Not quite on everyone’s radar as holidays go is Yom Yerushaliyim, Jerusalem Day. Because of the fact that Shavuot happens so soon after and people make such a big deal over Yom Ha’Atzmauot (Israeli Independence Day), Yom Yerushaliyim gets lost in the shuffle. This is particularly messed up because while there is a big debate over whether to celebrate Yom HaAtzmaut, everyone agrees that there is something about Yom Yerushaliyim.
Yom Yerushaliyim is the day that the Jews were able to return to Jerusalem in 1967 during the Six Day War after the Jordanians had expelled all of the Jews from Jerusalem back in 1948 during the War of Liberation. Not only were the Jews able to return to live, but for the first time in almost 2,000 years, Jews had sovereignty over their eternal capital. Given, political decisions on the part of the Israeli leadership have compromised that sovereignty in ways no other country would even consider allowing to happen, but that doesn’t take away from the importance of the day.
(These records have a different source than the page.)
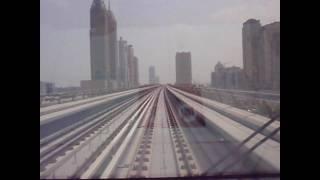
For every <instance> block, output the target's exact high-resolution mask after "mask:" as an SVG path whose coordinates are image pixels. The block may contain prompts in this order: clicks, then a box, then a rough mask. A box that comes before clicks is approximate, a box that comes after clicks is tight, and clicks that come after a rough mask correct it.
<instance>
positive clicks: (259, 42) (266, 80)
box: [242, 19, 280, 90]
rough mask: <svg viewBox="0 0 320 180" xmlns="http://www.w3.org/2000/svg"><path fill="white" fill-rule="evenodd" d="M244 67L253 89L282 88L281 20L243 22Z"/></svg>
mask: <svg viewBox="0 0 320 180" xmlns="http://www.w3.org/2000/svg"><path fill="white" fill-rule="evenodd" d="M242 42H243V67H244V72H245V76H246V79H248V83H249V86H250V88H251V89H255V90H259V89H272V90H279V89H280V22H274V23H271V24H268V25H265V26H261V24H260V21H258V20H255V19H249V20H247V21H246V22H245V23H244V24H243V28H242Z"/></svg>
This year, and I’m pretty sure every year, Yom Yerushaliyim falls out right after these parshiot. In Behokutai toward the end, it discusses special laws dealing with property rights in Israel, which are unique to Israel. There, a distinction is drawn between the rest of the land and walled cities, which Yerushaliyim is one. Walled cities have a greater level of sanctity than any other parts of the land and have their own unique laws. Yerushaliyim, the capital of the Jews and the seat of the Holy Temple, has even greater sanctity attached to it, but this is mentioned elsewhere.
3,300 years ago, the Jews didn’t know what exactly the Judaism of their descendants would look like. They certainly didn’t see all of the events that would happen with all of the conquests in the land. And yet, even here there’s an allusion, or coincidence if you prefer, to the fact that Jews would always be connected to Israel and Yerushaliyim, and that the parshiot would always line up in such a way as to hint to the future of the Jews, which is always rooted in the past.